The following is a snapshot of the results of the survey:
- A majority of Americans are unfamiliar with efforts to develop robot caregivers for the elderly: 65% say they have heard nothing at all about this topic, and only 6% have heard a lot about it.
- Although fewer than half of Americans are aware of the effort to develop robot caregivers, a majority (59%) view them as a realistic prospect – with 10% describing this concept as extremely realistic.
- 44% of Americans are at least somewhat enthusiastic robot development, while 47% express some level of worry.
- A majority of Americans (59%) say they would not be interested in a robot caregiver for themselves or a family member if given the opportunity. Another 41% say they would be interested in a robot caregiver if they had the chance.
- Around one-in-five (21%) feel that a robot caregiver would provide a better quality of care than is available today, especially in comparison to paid human caregivers: For example, one responded added “A robot would never fatigue, would never get emotional or angry. They have no ego, they would just care for the individual.” – 43-year-old woman
- Americans who would not be interested in a robot caregiver overwhelmingly mention one concept over all others: namely, that trusting their loved ones to a machine would cause them to lose out on an element of human touch or compassion that can never be replicated by a robot. Roughly half (54%) of these respondents mention this concept in one form or another: For example, one respondent added “Human contact is vital. A robot cannot provide the personal chemistry, empathy, and meaningful relationship that a human can, especially to someone in physical and emotional need.” – 47-year-old woman
- Roughly one-in-ten respondents in this group (12%) are concerned about the chance that robots might make a mistake in caring for their loved ones, and another 6% argue that caregiving is a job for family and loved ones and should not be outsourced to a machine.
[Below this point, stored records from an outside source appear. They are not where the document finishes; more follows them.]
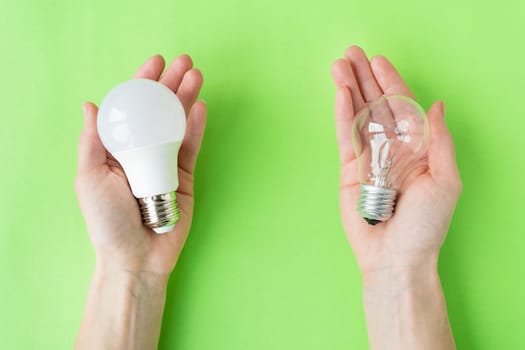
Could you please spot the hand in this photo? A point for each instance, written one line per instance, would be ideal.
(414, 235)
(112, 214)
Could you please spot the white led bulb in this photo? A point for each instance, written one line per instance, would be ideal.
(142, 124)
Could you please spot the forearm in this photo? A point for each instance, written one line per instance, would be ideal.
(405, 309)
(123, 310)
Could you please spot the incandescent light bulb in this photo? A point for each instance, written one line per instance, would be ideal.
(142, 123)
(390, 137)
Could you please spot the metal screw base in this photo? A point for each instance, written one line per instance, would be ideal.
(160, 210)
(376, 204)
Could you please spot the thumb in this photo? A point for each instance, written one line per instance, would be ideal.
(441, 153)
(91, 151)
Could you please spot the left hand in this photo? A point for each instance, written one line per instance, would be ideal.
(111, 212)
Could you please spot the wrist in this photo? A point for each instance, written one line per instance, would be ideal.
(132, 275)
(401, 275)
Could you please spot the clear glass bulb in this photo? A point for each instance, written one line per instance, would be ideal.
(142, 123)
(390, 137)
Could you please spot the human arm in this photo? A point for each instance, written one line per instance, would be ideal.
(403, 298)
(126, 299)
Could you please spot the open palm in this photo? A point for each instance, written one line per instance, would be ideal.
(111, 212)
(426, 201)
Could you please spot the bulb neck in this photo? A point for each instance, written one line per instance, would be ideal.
(376, 204)
(159, 212)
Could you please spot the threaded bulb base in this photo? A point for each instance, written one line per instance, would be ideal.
(159, 212)
(376, 204)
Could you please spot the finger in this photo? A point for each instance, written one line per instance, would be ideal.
(172, 77)
(344, 117)
(189, 88)
(344, 77)
(388, 78)
(193, 137)
(91, 151)
(151, 69)
(363, 73)
(441, 153)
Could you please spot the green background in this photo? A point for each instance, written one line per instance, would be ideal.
(267, 265)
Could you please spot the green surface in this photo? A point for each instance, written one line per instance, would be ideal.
(267, 265)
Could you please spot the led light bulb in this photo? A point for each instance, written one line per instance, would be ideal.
(142, 123)
(390, 137)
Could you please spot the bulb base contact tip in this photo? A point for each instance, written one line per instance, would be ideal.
(376, 204)
(159, 212)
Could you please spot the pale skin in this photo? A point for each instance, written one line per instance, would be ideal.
(403, 299)
(126, 299)
(404, 302)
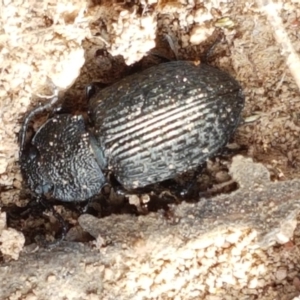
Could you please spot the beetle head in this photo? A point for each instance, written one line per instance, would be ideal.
(59, 161)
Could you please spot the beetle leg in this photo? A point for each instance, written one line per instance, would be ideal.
(41, 240)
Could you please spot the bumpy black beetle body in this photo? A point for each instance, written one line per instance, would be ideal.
(146, 128)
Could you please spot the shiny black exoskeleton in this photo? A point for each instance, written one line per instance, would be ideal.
(146, 128)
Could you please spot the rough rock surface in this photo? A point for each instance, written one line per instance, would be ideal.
(209, 248)
(58, 43)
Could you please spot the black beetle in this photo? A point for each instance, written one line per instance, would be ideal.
(146, 128)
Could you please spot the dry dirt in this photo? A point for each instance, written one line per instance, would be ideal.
(48, 43)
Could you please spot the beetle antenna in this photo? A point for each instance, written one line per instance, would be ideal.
(32, 114)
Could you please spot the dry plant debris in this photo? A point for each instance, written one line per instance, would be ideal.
(55, 42)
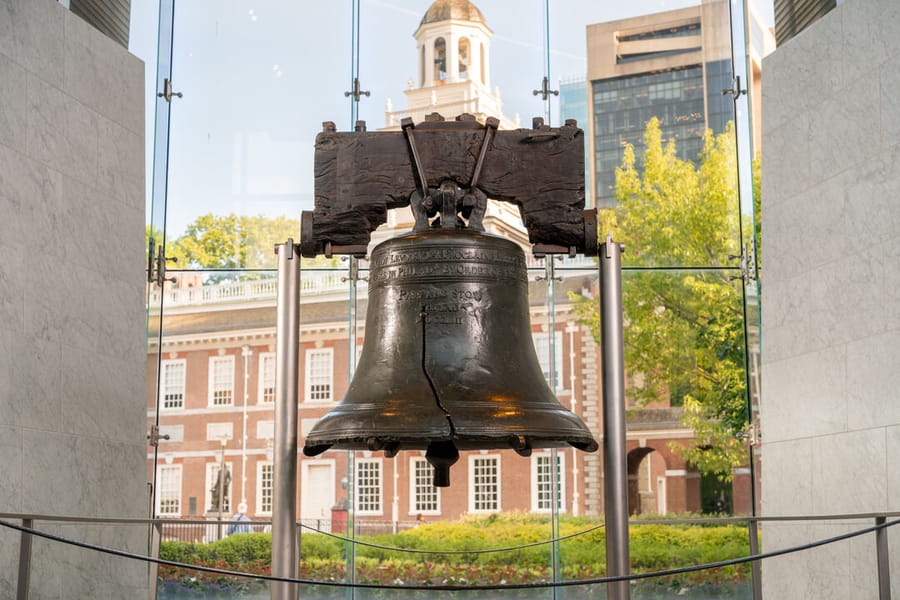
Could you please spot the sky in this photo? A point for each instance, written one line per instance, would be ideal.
(259, 77)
- Nearly two-thirds (64%) of Americans think robot caregivers would cause the elderly to feel more isolated. And a sizable portion of the public believes these robots would come to signify class differences: 42% think it likely that robot caregivers would only be used by people who could not afford a human caregiver.
- When asked if they would feel better about the concept of a robot caregiver if there was a human who monitored its actions at all times via a camera, 48% of Americans respond in the affirmative. One-in-five (20%) say this added feature would make them feel worse about this concept, and the remaining 32% say it would make no difference to them one way or the other.